In summary, it is neither useful nor fair to create headlines which may influence behaviours on the back of the first study of this kind, a study with numerous and important limitations. It's widely accepted that studying the relationship between diet and cancer is very challenging, given that processes that lead to development of cancer can operate over a lifetime and are hard to separate.

Such a thing as the impact of pesticide exposure on health is a small, albeit important, part of a million piece puzzle we are only just starting to solve. It cannot be denied that this research is incredibly important, it is welcome and essential and I'd hope that in 10 years' time we'd have seen more research so we could start to make conclusions on this issue.

I personally don't care whether eating organic reduces my cancer risk or not; among the many reasons I choose to buy organic is that we live on a finite planet with limited resources and we need to farm in a way that respects our limits to live, let alone be healthy. I also want to avoid eating, as much as possible, the 320 pesticides that can be routinely used in non-organic farming. I eat organic because I agree with Oliver DeSchutter, UN Special Rapporteur on the right to food's conclusion that "The food systems we have inherited from the twentieth century have failed...a new paradigm, focused on well-being, resilience and sustainability must be designed... it will not be enough to refine the logic of our food systems - it must instead be reversed".

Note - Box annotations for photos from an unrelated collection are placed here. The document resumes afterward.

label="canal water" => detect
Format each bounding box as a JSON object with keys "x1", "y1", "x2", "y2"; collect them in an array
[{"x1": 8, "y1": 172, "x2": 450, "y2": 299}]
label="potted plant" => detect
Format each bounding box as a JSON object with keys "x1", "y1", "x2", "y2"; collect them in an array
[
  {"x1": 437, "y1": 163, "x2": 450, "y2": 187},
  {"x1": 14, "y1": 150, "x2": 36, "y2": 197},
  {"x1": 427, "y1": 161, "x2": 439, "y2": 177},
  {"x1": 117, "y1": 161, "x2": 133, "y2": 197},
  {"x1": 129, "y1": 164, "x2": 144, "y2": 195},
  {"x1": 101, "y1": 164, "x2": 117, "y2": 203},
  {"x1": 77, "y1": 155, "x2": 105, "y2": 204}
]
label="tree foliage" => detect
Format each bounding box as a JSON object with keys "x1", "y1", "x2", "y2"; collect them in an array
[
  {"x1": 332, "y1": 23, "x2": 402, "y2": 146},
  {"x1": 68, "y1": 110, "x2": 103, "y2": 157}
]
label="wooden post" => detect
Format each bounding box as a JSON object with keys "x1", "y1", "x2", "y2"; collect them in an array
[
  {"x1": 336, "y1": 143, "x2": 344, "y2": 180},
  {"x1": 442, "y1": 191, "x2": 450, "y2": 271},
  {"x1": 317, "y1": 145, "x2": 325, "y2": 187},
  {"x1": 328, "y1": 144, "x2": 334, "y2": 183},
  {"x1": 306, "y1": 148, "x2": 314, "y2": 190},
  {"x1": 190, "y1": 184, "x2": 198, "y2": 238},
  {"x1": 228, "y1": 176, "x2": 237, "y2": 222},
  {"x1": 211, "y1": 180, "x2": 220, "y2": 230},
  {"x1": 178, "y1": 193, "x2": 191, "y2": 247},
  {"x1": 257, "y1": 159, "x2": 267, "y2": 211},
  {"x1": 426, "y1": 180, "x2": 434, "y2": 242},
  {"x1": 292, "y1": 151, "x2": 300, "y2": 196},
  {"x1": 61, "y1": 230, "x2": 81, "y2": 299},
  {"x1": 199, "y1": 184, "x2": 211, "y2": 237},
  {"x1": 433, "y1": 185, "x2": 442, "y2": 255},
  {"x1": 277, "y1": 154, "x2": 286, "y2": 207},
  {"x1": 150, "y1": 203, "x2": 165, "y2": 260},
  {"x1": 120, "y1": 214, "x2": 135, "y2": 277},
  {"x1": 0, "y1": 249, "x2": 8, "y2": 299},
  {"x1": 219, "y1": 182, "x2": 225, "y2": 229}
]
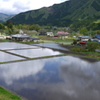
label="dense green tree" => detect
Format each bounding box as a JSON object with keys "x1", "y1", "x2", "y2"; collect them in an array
[
  {"x1": 87, "y1": 42, "x2": 100, "y2": 52},
  {"x1": 0, "y1": 23, "x2": 5, "y2": 29}
]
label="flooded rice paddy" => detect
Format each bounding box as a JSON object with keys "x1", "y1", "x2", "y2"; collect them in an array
[{"x1": 0, "y1": 41, "x2": 100, "y2": 100}]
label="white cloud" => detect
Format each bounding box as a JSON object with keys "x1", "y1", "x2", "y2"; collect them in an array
[{"x1": 0, "y1": 0, "x2": 67, "y2": 14}]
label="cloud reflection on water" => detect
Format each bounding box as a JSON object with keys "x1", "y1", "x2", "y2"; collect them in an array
[{"x1": 0, "y1": 56, "x2": 100, "y2": 100}]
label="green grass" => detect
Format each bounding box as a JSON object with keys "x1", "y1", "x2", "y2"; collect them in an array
[
  {"x1": 0, "y1": 87, "x2": 22, "y2": 100},
  {"x1": 0, "y1": 39, "x2": 9, "y2": 42}
]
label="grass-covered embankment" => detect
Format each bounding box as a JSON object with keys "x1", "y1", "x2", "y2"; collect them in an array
[{"x1": 0, "y1": 87, "x2": 22, "y2": 100}]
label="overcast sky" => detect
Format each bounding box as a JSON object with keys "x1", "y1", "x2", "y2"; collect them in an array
[{"x1": 0, "y1": 0, "x2": 67, "y2": 14}]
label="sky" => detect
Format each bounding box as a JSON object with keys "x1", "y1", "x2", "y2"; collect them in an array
[{"x1": 0, "y1": 0, "x2": 67, "y2": 14}]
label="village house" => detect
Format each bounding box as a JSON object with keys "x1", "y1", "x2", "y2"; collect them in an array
[
  {"x1": 77, "y1": 36, "x2": 92, "y2": 41},
  {"x1": 93, "y1": 36, "x2": 100, "y2": 43},
  {"x1": 57, "y1": 31, "x2": 69, "y2": 39},
  {"x1": 11, "y1": 34, "x2": 39, "y2": 42}
]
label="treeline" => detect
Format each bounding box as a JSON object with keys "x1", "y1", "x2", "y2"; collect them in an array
[{"x1": 70, "y1": 18, "x2": 100, "y2": 32}]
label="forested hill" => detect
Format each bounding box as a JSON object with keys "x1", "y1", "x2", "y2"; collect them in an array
[
  {"x1": 0, "y1": 13, "x2": 13, "y2": 22},
  {"x1": 10, "y1": 0, "x2": 100, "y2": 26}
]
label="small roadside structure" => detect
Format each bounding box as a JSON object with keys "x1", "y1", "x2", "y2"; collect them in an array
[
  {"x1": 93, "y1": 36, "x2": 100, "y2": 43},
  {"x1": 11, "y1": 34, "x2": 30, "y2": 41},
  {"x1": 46, "y1": 32, "x2": 54, "y2": 36},
  {"x1": 57, "y1": 31, "x2": 69, "y2": 39},
  {"x1": 77, "y1": 36, "x2": 92, "y2": 41},
  {"x1": 29, "y1": 37, "x2": 40, "y2": 42},
  {"x1": 11, "y1": 34, "x2": 40, "y2": 42}
]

In the meantime, as Cancer Research UK well-know, some of the best advice on lifestyle we can give to people on how they, as individuals, can reduce cancer risk is to keep active and eat a balanced and varied diet. What we decide to eat is our choice, but our choices are influenced by what others say and do. Though I risk calling the kettle black, put simply, I think Cancer Research UK should be a little more careful with their words.